After getting totally frustrated in a Twitter exchange (@GautamDesiraju) on this question, I decided to put my thoughts down in the more conventional form of an article, a means of communication with which scientists are far more comfortable. One of my Twitter followers even said that one cannot say much in 140 characters, and this matter needs a bit more than that. Do scientists in publicly funded institutions need to communicate the gist of their work to the general taxpaying public? Are they morally bound to do it? Does an increased awareness of science among lay persons increase its acceptability, and eventually create a better sense of its requirement, so that the public continues to pay for what some might even consider a luxury?
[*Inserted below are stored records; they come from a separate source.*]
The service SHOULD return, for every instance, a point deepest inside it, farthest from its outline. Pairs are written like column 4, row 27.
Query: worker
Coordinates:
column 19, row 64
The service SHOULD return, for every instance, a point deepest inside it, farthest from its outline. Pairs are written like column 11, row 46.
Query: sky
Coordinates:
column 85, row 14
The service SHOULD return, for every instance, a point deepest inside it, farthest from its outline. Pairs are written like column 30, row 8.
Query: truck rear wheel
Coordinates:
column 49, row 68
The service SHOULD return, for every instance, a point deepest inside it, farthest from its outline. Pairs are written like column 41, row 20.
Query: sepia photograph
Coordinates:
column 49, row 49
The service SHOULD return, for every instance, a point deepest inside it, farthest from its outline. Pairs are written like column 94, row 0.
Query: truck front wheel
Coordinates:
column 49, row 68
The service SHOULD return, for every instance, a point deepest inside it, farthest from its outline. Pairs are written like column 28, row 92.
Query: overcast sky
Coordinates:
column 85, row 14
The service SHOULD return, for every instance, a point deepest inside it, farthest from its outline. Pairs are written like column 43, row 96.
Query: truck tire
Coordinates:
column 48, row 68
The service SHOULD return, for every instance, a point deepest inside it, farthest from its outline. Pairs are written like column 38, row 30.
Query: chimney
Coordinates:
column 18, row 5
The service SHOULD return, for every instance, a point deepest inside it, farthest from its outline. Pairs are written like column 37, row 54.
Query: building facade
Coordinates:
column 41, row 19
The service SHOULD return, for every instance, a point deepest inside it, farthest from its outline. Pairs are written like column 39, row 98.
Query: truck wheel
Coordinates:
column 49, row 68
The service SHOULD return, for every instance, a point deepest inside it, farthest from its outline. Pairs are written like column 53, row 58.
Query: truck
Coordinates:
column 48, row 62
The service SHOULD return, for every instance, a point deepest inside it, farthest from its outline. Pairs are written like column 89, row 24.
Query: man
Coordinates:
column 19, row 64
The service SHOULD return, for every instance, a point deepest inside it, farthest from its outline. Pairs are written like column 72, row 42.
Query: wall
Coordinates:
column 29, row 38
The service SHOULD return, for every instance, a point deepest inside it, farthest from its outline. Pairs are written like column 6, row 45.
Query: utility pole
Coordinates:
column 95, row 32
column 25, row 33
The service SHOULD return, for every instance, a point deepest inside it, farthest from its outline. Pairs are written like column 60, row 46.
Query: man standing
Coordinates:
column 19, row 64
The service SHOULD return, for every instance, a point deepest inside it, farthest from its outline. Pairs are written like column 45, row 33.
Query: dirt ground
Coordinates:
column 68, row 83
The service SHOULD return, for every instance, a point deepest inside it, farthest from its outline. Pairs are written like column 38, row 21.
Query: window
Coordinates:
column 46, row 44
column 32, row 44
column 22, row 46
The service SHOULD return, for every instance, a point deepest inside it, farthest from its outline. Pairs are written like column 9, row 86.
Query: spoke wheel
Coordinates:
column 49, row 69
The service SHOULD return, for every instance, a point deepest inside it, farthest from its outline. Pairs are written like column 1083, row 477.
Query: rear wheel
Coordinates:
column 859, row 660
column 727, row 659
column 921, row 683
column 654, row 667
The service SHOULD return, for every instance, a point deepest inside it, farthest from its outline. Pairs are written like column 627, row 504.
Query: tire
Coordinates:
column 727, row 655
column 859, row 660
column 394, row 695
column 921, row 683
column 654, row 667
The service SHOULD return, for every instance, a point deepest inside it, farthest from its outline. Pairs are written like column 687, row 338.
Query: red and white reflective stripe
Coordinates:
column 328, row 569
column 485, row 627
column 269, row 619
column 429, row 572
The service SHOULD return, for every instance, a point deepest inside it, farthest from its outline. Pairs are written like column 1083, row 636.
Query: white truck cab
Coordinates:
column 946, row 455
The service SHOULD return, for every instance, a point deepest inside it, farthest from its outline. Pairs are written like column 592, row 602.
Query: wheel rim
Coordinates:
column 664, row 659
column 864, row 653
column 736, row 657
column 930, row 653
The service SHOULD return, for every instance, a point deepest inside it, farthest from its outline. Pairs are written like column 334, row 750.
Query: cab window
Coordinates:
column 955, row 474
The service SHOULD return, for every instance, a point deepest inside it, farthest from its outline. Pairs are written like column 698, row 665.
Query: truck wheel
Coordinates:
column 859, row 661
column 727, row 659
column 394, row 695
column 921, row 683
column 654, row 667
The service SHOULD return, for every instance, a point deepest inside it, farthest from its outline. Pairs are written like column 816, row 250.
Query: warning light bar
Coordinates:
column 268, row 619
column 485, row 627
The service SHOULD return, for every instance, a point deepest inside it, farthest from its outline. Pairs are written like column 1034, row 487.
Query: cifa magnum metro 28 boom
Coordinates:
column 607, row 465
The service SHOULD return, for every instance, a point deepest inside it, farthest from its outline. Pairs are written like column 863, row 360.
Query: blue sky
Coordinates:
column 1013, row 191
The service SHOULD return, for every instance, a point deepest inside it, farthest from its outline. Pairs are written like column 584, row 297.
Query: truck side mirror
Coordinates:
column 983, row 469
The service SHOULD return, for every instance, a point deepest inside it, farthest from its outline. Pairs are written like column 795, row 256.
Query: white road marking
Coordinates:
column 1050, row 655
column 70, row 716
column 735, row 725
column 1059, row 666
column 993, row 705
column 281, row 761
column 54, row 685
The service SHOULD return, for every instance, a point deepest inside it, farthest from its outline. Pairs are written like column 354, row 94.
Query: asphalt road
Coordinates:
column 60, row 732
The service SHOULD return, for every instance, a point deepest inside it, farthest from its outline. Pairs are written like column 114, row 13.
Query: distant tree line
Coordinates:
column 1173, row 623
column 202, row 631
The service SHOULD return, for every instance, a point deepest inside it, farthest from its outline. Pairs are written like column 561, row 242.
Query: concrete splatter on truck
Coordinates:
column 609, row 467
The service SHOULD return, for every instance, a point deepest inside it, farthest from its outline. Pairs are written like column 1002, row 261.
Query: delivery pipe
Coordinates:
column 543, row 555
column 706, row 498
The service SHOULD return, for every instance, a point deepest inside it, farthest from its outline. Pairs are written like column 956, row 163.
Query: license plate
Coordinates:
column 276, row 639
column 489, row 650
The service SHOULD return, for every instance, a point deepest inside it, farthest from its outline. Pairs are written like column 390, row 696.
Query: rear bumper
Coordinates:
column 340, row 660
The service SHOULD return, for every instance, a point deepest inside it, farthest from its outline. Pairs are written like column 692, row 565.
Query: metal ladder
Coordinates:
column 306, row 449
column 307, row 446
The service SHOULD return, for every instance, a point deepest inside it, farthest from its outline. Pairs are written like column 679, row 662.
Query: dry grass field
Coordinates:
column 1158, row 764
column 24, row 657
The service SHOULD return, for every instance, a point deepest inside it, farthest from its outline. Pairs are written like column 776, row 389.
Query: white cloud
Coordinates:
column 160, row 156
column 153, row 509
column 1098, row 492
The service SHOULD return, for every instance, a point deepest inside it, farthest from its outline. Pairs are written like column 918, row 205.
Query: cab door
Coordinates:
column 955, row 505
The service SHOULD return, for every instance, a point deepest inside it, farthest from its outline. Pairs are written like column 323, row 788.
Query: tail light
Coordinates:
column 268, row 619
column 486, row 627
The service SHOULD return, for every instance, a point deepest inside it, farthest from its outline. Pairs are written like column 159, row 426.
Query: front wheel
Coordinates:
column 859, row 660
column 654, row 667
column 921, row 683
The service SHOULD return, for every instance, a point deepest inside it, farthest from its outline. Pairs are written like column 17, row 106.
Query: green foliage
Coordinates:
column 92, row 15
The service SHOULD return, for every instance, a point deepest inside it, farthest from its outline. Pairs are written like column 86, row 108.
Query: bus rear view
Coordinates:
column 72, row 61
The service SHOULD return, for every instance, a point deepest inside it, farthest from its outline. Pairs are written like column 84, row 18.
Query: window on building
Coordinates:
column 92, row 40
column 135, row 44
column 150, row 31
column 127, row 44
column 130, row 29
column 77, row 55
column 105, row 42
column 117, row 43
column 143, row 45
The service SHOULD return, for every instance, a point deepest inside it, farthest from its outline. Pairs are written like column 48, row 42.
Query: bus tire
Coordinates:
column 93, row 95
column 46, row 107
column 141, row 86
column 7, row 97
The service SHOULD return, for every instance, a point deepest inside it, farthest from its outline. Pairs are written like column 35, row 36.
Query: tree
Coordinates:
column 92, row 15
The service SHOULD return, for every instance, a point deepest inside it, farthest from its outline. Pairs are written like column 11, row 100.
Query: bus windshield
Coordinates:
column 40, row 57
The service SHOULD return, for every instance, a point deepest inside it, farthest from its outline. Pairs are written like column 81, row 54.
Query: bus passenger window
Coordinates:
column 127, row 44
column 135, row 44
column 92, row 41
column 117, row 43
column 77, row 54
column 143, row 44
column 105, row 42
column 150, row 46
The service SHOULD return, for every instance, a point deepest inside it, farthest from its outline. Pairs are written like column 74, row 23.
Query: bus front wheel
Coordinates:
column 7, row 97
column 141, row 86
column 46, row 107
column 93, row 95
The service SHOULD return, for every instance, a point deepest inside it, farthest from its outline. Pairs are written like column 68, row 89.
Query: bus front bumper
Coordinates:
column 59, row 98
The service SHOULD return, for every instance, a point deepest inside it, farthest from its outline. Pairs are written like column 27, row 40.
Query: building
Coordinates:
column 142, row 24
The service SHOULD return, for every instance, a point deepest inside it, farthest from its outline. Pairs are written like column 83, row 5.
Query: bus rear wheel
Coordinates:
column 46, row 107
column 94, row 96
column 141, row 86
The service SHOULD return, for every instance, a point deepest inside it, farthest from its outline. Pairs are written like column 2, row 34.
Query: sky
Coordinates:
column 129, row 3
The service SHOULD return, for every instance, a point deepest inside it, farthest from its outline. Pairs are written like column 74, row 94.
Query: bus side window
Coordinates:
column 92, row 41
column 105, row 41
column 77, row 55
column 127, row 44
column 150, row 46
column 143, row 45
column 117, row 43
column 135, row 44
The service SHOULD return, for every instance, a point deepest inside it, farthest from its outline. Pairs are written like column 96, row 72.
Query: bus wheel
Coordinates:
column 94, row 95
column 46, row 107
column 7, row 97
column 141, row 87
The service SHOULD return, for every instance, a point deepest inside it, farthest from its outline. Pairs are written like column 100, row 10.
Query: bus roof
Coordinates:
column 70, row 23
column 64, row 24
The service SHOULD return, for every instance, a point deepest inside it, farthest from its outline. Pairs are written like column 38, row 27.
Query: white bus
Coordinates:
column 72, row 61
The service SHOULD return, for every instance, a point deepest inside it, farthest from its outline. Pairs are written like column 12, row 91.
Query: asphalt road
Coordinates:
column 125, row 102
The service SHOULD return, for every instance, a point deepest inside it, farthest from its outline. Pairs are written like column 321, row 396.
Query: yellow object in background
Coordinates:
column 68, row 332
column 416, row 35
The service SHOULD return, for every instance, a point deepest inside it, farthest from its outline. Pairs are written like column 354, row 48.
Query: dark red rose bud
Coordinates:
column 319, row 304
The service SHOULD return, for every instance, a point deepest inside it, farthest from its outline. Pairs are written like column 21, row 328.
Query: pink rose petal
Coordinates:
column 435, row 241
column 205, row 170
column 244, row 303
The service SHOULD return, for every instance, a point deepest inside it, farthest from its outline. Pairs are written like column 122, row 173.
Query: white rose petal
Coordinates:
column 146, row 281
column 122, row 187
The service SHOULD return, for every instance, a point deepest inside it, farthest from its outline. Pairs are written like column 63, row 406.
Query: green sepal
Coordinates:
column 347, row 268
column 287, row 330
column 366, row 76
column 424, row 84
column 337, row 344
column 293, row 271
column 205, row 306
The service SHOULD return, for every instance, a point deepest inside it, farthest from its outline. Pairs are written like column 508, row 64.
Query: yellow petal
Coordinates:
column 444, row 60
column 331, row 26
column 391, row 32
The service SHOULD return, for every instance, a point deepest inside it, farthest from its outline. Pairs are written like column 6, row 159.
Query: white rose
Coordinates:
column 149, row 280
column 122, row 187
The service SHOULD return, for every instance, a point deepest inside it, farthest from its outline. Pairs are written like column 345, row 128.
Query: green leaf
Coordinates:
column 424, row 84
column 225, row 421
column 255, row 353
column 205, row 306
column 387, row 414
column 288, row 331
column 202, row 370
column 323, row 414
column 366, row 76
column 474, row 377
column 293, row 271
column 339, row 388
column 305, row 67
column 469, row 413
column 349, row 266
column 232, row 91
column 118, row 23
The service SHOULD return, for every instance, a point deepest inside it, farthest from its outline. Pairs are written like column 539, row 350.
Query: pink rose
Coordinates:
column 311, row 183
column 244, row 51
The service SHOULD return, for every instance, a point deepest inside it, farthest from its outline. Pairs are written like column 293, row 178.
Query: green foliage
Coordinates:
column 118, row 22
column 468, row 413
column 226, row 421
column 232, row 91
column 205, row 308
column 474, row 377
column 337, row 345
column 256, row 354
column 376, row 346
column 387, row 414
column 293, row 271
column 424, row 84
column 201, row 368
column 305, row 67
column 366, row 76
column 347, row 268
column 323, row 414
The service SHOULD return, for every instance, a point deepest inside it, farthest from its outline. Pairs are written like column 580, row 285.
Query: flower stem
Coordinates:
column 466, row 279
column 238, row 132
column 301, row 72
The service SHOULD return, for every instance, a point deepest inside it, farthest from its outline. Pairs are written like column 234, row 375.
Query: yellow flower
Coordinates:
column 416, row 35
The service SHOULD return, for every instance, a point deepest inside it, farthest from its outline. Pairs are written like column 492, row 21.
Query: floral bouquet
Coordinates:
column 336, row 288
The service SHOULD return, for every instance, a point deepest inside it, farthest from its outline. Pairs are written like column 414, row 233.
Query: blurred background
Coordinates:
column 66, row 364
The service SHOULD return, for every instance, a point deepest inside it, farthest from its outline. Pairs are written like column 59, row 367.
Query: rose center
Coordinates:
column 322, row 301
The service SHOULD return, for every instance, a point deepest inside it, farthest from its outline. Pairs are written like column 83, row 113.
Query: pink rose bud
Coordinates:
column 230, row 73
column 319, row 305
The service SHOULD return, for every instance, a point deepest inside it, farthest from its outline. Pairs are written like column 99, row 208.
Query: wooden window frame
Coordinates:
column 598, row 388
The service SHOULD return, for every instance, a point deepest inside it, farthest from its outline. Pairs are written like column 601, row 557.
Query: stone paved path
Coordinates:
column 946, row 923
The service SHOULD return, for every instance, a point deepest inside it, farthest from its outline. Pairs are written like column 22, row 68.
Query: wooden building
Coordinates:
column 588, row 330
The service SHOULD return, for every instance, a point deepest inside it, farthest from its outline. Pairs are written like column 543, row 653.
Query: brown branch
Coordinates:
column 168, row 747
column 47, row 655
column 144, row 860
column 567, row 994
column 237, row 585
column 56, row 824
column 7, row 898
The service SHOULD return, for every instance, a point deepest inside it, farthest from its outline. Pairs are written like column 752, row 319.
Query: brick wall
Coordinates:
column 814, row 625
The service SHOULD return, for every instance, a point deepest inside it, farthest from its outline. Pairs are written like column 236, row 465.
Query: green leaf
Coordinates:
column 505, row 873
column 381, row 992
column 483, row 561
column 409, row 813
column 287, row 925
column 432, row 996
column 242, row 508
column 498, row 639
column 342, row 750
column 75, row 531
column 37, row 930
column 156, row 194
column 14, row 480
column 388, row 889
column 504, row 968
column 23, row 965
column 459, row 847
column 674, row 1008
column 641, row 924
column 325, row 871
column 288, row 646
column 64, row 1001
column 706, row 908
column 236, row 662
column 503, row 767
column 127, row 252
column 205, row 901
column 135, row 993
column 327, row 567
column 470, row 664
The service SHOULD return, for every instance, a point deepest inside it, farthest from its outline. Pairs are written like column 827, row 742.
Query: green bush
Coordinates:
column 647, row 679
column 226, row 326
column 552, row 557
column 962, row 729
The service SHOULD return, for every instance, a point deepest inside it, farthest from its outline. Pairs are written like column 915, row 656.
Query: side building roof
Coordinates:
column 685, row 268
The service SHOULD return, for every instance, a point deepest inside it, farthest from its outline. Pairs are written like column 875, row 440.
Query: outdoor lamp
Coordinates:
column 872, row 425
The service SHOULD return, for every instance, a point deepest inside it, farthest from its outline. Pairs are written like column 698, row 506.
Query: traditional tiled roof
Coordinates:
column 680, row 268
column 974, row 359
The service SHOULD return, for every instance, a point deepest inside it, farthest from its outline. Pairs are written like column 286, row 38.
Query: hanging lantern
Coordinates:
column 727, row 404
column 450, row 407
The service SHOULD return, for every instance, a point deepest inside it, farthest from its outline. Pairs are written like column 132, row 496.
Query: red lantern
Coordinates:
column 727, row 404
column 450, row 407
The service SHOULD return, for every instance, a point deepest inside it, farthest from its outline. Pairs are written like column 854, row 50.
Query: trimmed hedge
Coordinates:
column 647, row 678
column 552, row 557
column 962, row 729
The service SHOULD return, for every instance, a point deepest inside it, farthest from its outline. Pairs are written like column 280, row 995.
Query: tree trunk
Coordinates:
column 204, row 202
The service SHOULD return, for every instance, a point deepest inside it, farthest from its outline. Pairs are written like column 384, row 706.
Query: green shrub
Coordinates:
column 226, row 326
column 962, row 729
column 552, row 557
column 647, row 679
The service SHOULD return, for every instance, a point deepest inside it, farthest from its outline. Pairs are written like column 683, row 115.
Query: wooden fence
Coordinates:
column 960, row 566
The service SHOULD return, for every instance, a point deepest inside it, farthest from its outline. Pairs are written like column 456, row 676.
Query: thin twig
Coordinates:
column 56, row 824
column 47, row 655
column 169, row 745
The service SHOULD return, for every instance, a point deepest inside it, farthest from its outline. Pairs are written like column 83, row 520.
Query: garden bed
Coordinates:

On the other hand, is it easy to communicate high science to the public? Is there a difference in communicating the hard and soft sciences to non-specialists? In simplifying scientific matters for the sake of explaining it to lay people, does one lose the essential thread of the work? That there are many questions and no easy answers is what I found.
It’s easy to quote Rutherford who said a good physicist is one who is able to explain what he is doing to the cleaning lady who comes every morning to tidy his laboratory. He got the important point here in that some kind of reality check on what one is doing is required for any scientist, but I really wonder if Rutherford meant this literally.
What is science?
Science is all about details, precision, accuracy, and it is indeed 99 per cent perspiration. The beauty and joy in doing science lies in those rare moments when the pieces of a puzzle magically come together. To adapt from Shelley, the shadow indeed becomes more important than the substance. I suppose one could put some of this together and disseminate a simplified, sanitised version to the public but in the end, science is a highly individualistic, personal affair. Most honest scientists will tell you that they are ever so grateful that they are being paid by their governments to do something that they would have done anyhow for free.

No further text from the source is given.